Here’s a piece I’ve heard about from the San Diego Reader from September 3, 2008[note, just before the financial crash!], “You blog, you’re out!”, by Michael Hemmingson (link)
Here, he talks about job applicants being “pre-dooced” by being asked about blogging: particularly, have they ever blogged about a job after they’ve left the job. You see the existential point: if you did, how does a prospective employer know you won’t do the same thing to “him”? You can’t prove a negative, you know. (By the way, the new verb “dooce” refers to being fired for what you say on the Web with your own resources from home, a term that originated with Heather Armstrong in 2002 and became the name of her famous mommy blog website.)
The article gives a lot of examples of other doocings and pre-doocings, mostly for pretty silly behavior by the “victims.” The issue is clouded by many factors, like a debate over whether amateur blogging is really legitimate “citizen journalism” and the misimpression that the First Amendment would apply to private employers. As far back as 1999, a nurse was fired from a hospital from Arizona for appearing with her husband in a porn site the couple created!!
The article lists a compilation of anonymous blogs (here) including blogs about work, which are not always as safe as they sound. Like social networking sites offering privacy settings, Livejournal (link) offers varying degrees of restricted access.
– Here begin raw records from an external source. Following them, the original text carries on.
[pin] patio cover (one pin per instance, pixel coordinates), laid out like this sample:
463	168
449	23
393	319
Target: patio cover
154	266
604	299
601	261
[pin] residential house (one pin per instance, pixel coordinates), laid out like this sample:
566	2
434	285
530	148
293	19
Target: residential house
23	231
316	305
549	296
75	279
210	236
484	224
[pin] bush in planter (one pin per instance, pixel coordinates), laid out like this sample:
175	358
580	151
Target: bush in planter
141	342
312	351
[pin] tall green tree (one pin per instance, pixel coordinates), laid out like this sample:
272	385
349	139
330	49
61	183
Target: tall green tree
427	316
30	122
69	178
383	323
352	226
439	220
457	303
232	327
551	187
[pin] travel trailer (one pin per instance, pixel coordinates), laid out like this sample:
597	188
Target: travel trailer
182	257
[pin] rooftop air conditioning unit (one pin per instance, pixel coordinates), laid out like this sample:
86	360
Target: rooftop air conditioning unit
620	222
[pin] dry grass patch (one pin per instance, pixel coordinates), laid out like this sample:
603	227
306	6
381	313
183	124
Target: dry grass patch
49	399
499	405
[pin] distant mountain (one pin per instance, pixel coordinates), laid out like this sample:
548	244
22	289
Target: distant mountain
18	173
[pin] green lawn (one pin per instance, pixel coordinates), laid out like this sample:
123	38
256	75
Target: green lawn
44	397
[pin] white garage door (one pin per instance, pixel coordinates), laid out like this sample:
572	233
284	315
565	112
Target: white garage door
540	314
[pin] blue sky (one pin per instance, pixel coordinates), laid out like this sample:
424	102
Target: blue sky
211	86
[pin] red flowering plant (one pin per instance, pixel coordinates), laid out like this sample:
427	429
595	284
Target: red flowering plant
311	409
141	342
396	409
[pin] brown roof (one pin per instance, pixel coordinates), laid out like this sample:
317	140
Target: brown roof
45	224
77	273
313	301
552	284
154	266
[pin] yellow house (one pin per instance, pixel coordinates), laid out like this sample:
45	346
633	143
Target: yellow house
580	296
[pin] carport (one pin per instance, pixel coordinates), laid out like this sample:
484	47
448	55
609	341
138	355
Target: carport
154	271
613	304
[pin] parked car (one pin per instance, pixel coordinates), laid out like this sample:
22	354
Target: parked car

And “Tor Project” (link) will help defend against electronic surveillance, such as of IP addresses (Tor is popular overseas with political dissidents).
As for writing about past jobs, I do think there is an issue of “common sense”. I don’t think there is a problem in discussing how systems technology worked in an IBM mainframe shop or even a non-IBM mainframe 30 years ago compares to how things work today, even if you name the companies, as long as you keep it “general.” (You almost would do this on a resume site anyway.) Yes, I mention NBC, Chilton (Experian), and BCBS, but I don’t think anyone minds because nothing I say is remotely compromising of confidentiality or remotely related to specific people who were at the companies involved.
Even so, it seems as though, still, few employers spell out blogging policies very specifically (although CNN does).
The article concludes with some tonal writing, that bloggers will have to fight to protect their freedom of speech in the practical world. Agreed.
Let me add, I don't set up sites to rate providers of services (like doctors, teachers) etc., and I don't make postings on the many sites around that do rate providers. If I displayed a public propensity to do that, how could they work with me in the future.